Sheriff's office launches camera-registration program
The Multnomah County Sheriff's Office has launched a program allowing citizens to register private surveillance cameras with the bureau.
Fairview City Councilor Brian Cooper started advocating for this system last November, when he says there was a crime wave in the city. He signed up for the program as soon as it was available.
"It was a program I fielded to Multnomah County Sheriff's Office, and they agreed," he said.
Following Cooper's suggestion, MCSO-Fairview Chief of Police Harry Smith said they started working with the county's information technology department to create the system. The registration program is open to anyone living in the sheriff's office service area.
"We're intending for this to be a crime-fighting tool for all the areas we serve," he said. "This can be a really valuable tool to investigators."
The program lets MCSO deputies and detectives know where cameras are ahead of time.
"If we have a crime in that area, we're not having to spend time canvassing. It can actually help us to some really valuable leads in a shorter period of time," Smith said.

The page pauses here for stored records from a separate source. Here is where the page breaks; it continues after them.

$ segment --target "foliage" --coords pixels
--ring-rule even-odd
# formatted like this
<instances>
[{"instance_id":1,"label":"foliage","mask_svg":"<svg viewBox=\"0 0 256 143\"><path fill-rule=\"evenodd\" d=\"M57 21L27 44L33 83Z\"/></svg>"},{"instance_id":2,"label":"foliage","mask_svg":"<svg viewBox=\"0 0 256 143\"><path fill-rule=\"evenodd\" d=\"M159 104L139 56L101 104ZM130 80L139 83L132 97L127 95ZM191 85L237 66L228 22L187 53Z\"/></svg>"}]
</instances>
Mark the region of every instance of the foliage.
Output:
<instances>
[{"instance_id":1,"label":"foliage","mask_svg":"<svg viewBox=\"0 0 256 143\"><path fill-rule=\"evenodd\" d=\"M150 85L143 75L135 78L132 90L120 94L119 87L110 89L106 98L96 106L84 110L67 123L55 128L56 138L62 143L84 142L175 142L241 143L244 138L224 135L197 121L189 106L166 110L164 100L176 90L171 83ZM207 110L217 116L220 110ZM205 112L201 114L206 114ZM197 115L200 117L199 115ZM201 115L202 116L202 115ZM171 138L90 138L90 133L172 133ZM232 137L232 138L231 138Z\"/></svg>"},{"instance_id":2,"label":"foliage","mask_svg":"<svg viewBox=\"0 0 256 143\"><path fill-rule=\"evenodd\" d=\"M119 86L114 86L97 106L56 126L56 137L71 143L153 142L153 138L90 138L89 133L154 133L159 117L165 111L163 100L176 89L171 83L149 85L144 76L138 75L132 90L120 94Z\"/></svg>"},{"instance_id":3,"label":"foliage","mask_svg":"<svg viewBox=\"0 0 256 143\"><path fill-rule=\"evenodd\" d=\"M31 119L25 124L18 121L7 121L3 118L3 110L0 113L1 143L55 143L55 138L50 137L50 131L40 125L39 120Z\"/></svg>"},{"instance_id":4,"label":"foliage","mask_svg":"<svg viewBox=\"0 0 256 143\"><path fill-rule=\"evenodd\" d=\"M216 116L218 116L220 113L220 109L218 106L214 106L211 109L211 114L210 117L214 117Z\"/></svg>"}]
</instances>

Signing up for the system is voluntary, and people may remove themselves from the list at any time.
Registering a surveillance camera with the sheriff's office does not mean police have automatic access to live feeds. However, registering a camera could make the footage subject to Oregon Public Records laws, and it could be subpoenaed by police if they have reasonable suspicion that a crime was captured by a camera.
There is an explanation of the registration system on the MCSO website, and Smith encouraged anyone thinking of signing up to examine it closely before registering.